Catatonia is a motor dysregulation syndrome co-occurring with a variety of psychiatric and medical disorders. Response to treatment with benzodiazepines and electroconvulsive therapy suggests a neurobiological background. The genetic etiology however remains largely unexplored. Copy Number Variants (CNV), known to predispose to neurodevelopmental disorders, may play a role in the etiology of catatonia.

Methods

This study is exploring the genetic field of catatonia through CNV analysis in a cohort of psychiatric patients featuring intellectual disability and catatonia.
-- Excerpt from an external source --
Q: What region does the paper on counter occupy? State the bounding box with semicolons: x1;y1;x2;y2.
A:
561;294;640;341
Fifteen adults admitted to a psychiatric inpatient unit and diagnosed with catatonia were selected for array Comparative Genomic Hybridization analysis at 200 kb resolution. We introduced a CNV interpretation algorithm to define detected CNVs as benign, unclassified, likely pathogenic or causal with regard to catatonia.

Results

Co-morbid psychiatric diagnoses in these patients were autism, psychotic or mood disorders. Eight patients were found to carry rare CNVs, which could not be classified as benign, comprising 6 duplications and 2 deletions. Microdeletions on 22q13.3, considered causal for catatonia, were detected in 2 patients. Duplications on 16p11.2 and 22q11.2 were previously implicated in psychiatric disorders, but not in catatonia, and were therefore considered likely pathogenic. Driven by the identification of a rare 14q11.2 duplication in one catatonic patient, additional patients with overlapping duplications were gathered to delineate a novel susceptibility locus for intellectual disability and psychiatric disorders on 14q11.2, harboring the gene SUPT16H. Three remaining variants respectively on 2q36.1, 16p13.13 and 17p13.3 were considered variants of unknown significance.

Conclusion

The identification of catatonia-related copy number changes in this study, underscores the importance of genetic research in patients with catatonia. We confirmed that 22q13.3 deletions, affecting the gene SHANK3, predispose to catatonia, and we uncover 14q11.2 duplications as a novel susceptibility factor for intellectual and psychiatric disorders.